# Like Diet no deposit no return bottle



## RCO (Oct 6, 2019)

I found this on the weekend , its been a dismal year for antique stores in this area , yet another one is closing . if you've ever been to Gravenhurst Ontario , Muskoka retro on mainstreet is closing , the building has been sold and they have to leave . its sounds like the owners are old and don't plan on trying to set up somewhere new . 

anyways there having a closing sale and I found 1 bottle there I though was interesting . its a no deposit bottle for  "like Diet " which was apparently a short lived diet drink from 7 up . it says a product of 7 up on the bottle . not sure how long it was made for but all bottles I've seen are from the 60's 

not sure I've seen this no deposit before but was aware it existed as I had found part of a broken one years ago. 

unlike other Canadian no deposits , no French on the bottle but definitely Canadian as there is a D dominion mark on bottom


----------



## WesternPA-collector (Oct 6, 2019)

Small world.
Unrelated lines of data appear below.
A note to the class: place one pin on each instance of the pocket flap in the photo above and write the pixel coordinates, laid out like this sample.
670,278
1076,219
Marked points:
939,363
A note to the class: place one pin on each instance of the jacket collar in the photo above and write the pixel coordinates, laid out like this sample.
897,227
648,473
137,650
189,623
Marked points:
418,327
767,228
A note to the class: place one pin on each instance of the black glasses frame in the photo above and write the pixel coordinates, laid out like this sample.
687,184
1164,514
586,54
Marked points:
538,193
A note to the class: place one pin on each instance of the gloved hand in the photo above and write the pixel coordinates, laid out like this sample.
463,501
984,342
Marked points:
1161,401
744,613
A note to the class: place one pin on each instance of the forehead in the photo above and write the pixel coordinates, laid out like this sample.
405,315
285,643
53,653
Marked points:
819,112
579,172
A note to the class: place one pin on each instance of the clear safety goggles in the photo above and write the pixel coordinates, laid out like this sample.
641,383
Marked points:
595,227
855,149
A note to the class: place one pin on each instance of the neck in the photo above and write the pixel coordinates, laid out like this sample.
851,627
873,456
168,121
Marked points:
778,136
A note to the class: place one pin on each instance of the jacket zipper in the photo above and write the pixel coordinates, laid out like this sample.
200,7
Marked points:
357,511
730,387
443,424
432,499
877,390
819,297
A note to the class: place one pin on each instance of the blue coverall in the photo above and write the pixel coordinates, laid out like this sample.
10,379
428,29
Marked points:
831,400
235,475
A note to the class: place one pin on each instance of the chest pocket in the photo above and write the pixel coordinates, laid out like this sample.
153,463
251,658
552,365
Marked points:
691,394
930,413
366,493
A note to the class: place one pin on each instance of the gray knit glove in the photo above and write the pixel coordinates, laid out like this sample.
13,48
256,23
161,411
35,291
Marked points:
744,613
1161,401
I just found two of them recently in PA. Like soda existed from 1962-1969. My bottle is just like this one except mine doesn't say a product of 7-UP. And mine was made by Anchor Hocking.

https://www.antique-bottles.net/album.php?albumid=192

[url]https://www.antique-bottles.net/showthread.php?690616-quot-7UP-quot-and-quot-Like-quot-1960-s-Embossed-Soda-Bottles-Found-Today


[/URL]


----------



## iggyworf (Oct 7, 2019)

I also have one like WesternPA described. 1969. Nice!


----------



## Canadacan (Oct 8, 2019)

Nice!..that's one I don't have, also never seen a diet 7up one either, at least not embossed, but maybe they only came in paper?


----------



## iggyworf (Oct 8, 2019)

Canadacan, I have a 10 oz(U.S.) diet embossed 7up. I will try to post a pic soon.


----------



## GLASSHOPPER55 (Oct 8, 2019)

Here is a Like can I have from circa 1970. There was a new Like cola in the 80s although yours is the earlier one as is my can. https://en.wikipedia.org/wiki/Like_Cola


----------



## iggyworf (Oct 8, 2019)

Here is what I have from 'Like'. 3 of the color ones from 1967, A newer one and the embossed one from 1969. And 2 6 pack carriers, sugar free & regular from 1982 I think. GLASSHOPPERS,did they make the cans in the dif colors as well?
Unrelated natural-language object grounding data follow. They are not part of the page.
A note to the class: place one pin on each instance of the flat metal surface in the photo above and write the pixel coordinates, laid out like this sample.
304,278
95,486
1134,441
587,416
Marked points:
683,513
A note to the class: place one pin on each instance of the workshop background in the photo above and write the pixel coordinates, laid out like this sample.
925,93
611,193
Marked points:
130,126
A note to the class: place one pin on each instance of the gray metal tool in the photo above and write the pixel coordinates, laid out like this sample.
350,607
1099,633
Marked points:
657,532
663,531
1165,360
and here is my 10 oz diet 7up embossed. (not the best pic)


----------



## Canadacan (Oct 8, 2019)

iggyworf said:


> Here is what I have from 'Like'. 3 of the color ones from 1967, A newer one and the embossed one from 1969. And 2 6 pack carriers, sugar free & regular from 1982 I think. GLASSHOPPERS,did they make the cans in the dif colors as well?
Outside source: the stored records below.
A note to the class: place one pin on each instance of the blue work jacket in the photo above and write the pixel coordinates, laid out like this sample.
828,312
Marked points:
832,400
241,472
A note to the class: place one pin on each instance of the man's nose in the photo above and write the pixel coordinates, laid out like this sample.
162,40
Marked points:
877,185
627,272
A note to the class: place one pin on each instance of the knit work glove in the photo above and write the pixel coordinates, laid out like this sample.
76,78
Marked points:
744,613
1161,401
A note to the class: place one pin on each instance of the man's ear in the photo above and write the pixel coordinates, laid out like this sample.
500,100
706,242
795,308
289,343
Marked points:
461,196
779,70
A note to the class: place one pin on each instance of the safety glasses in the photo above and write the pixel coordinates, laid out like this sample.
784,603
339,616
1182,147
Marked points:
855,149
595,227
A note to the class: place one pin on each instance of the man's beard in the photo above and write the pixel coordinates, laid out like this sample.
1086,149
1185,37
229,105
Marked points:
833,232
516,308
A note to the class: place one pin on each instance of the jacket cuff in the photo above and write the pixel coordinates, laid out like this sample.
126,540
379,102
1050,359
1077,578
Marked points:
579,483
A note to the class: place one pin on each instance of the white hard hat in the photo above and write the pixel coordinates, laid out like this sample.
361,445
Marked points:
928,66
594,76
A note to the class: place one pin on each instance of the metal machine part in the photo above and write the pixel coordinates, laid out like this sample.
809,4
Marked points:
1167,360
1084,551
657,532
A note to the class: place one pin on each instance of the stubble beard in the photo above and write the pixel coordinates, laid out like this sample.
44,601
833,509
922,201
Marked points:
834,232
Second bottle in your pic is the oldest...I know you were addressing Glasshoppers, but yes the cans came in different colors as well, one older generation..green, red and white, and the cans from 66-69 with LIKE LIKE came in 4 colors. There is also a white and white and one late can from 69 that was half white and half blue or green, and the LIKE on top is red metallic and the LIKE below is white.

Cool diet 7up NDNR btw!


----------



## WesternPA-collector (Oct 9, 2019)

Iggyworf, that's a nice variety of Like bottles! The diet 7Up might be rare since the diet sodas are not drank as much as regular.


----------



## Canadacan (Oct 9, 2019)

And I did some scouring on the webs, and found the first generation USA Like NDNR. This one is dated 1966.


----------



## iggyworf (Oct 9, 2019)

Canadacan, thanx for the clarification. I have also seen a Like bottle with the Like on top is yellow and the bottom is white. I don't know if the other colors come this way.
Here is that bottle I found a pic of it.


----------



## Canadacan (Oct 9, 2019)

iggyworf said:


> Canadacan, thanx for the clarification. I have also seen a Like bottle with the Like on top is yellow and the bottom is white. I don't know if the other colors come this way.
> Here is that bottle I found a pic of it.



Well that's interesting!...I did not know about the color on the top for the glass bottles. Well I guess a person has to really pay attention because at first glance you think its a standard version.


----------



## Nactex (Jan 8, 2020)

*Diet 7 Up*: This diet soda was originally introduced in 1963 as Like (not to be confused with 7 Up's Like Cola from the 1980s), it was discontinued in 1969 due to the U.S. government ban of cyclamate sweetener. After reformulation, it was reintroduced as Diet 7 Up in 1970. It was renamed Sugar Free 7 Up in 1973 then back to Diet 7 Up in 1979.


----------



## Canadacan (Jan 8, 2020)

Nactex said:


> *Diet 7 Up*: This diet soda was originally introduced in 1963 as Like (not to be confused with 7 Up's Like Cola from the 1980s), it was discontinued in 1969 due to the U.S. government ban of cyclamate sweetener. After reformulation, it was reintroduced as Diet 7 Up in 1970. It was renamed Sugar Free 7 Up in 1973 then back to Diet 7 Up in 1979.



Wikipedia has most of the information as mentioned above, but they fail to mention the 'Calorie Reduced' which was for a time also called 'diet'... they kept it confusing!


----------